Au sein du collectif de rédaction de Terrestres, ces désaccords existent aussi et ils ont donné lieu à des discussions parfois vives entre nous. Pour autant, nous avons toujours tenté de faire vivre ces dissensus, en les envisageant non pas comme des motifs de scission, mais plutôt comme les signes d’une vie intellectuelle et démocratique intense, dont nous essayons aussi de témoigner dans nos colonnes.
Revendiquer la fécondité de ces dissensus pour mieux faire émerger une description juste et plurielle de la situation contemporaine, voilà aussi le signe d’un attachement à ce qu’Isabelle Stengers appelle l’irréduction, c’est-à-dire la méfiance à l’égard de toutes les thèses qui impliquent, plus ou moins explicitement, « le passage de “ ceci est cela ” à “ ceci n’est que cela ” ou “ est seulement cela1 ” ».
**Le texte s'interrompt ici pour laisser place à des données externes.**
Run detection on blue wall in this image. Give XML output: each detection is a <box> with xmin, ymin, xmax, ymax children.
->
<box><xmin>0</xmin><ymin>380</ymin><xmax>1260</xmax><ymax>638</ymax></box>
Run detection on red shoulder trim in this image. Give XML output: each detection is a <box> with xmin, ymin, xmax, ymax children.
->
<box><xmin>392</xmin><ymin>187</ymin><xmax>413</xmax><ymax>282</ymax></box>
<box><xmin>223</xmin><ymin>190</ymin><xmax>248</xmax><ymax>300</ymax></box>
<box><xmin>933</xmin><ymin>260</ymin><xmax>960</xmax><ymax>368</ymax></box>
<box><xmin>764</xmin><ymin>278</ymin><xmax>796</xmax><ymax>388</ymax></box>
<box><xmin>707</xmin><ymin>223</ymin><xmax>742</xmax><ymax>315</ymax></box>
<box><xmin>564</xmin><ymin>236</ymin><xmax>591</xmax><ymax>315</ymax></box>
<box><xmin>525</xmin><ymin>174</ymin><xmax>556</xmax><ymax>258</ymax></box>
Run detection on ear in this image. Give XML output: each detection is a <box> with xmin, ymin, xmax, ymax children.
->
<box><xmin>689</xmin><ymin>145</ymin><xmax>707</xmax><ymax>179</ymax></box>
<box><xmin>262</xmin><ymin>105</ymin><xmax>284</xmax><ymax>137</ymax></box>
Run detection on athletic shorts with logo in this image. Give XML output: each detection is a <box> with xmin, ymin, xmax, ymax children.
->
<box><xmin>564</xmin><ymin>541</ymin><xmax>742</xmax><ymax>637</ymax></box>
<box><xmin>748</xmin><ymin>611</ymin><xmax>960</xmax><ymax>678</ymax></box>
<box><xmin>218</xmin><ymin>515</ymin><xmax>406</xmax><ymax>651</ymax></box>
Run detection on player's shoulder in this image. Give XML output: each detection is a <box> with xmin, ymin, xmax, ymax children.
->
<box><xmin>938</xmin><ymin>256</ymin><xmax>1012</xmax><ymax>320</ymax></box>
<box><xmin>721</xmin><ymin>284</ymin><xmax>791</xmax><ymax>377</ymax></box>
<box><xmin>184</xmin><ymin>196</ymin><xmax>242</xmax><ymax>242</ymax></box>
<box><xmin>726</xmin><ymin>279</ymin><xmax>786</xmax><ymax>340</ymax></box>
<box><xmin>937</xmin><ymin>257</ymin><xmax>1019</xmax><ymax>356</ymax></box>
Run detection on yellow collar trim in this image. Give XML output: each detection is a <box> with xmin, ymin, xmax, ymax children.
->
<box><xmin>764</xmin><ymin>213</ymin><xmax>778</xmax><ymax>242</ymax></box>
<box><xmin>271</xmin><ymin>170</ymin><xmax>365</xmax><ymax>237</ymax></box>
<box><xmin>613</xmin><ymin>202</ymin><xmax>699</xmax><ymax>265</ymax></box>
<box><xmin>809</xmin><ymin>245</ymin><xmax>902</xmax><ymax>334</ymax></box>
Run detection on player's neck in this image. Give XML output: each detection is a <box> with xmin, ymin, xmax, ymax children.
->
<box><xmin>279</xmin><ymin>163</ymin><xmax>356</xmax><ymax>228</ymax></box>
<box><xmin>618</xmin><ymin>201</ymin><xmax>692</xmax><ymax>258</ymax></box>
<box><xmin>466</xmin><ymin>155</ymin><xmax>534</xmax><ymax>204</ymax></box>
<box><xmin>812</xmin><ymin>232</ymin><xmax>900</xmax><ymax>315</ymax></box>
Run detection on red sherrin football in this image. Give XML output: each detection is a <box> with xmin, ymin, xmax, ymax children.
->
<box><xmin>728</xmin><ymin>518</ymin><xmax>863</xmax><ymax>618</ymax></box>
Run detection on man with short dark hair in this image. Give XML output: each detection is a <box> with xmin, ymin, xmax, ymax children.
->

Tenir ainsi à l’irréduction contre la réduction d’une situation à une explication définitive, c’est aussi résister à tout ce qui cherche à se draper dans la pureté de l’évidence, c’est-à-dire d’une vérité dévoilée. Ainsi, examiner la manière dont une thèse peut en faire balbutier une autre, la compléter, l’infléchir ou en renforcer la pertinence, voilà une toute autre affaire que de chercher une thèse officielle ou alternative qui révèlerait enfin le vrai d’une situation — et de préférence tout le vrai.
C’est pour ces raisons que nous avons collectivement décidé de continuer à publier une variété de textes sur la situation pandémique. Des textes qui ne reflètent pas forcément le point de vue de l’ensemble des membres du collectif de rédaction. Des textes avec lesquels certain·es d’entre nous sont même parfois en franc désaccord. Mais des textes qui nous semblent à même, par leur diversité et les rencontres qui en procèdent, d’esquisser ensemble un tableau analytique de la situation pandémique et politique.
La tâche n’est pas facile, mais nous essayons de faire de notre mieux, en respectant la temporalité qui est celle de la revue : celle du recul et de la réflexion, plutôt que celle de la réaction et de la polémique. Aussi, n’hésitez pas à nous suggérer des textes qui pourraient contribuer à ce travail lent et patient de description et d’éclairage du présent.
Bonnes lectures dans les méandres !
Le collectif de rédaction de Terrestres
Entretien réalisé le 21 juin 2020 par Aurélien Gabriel Cohen.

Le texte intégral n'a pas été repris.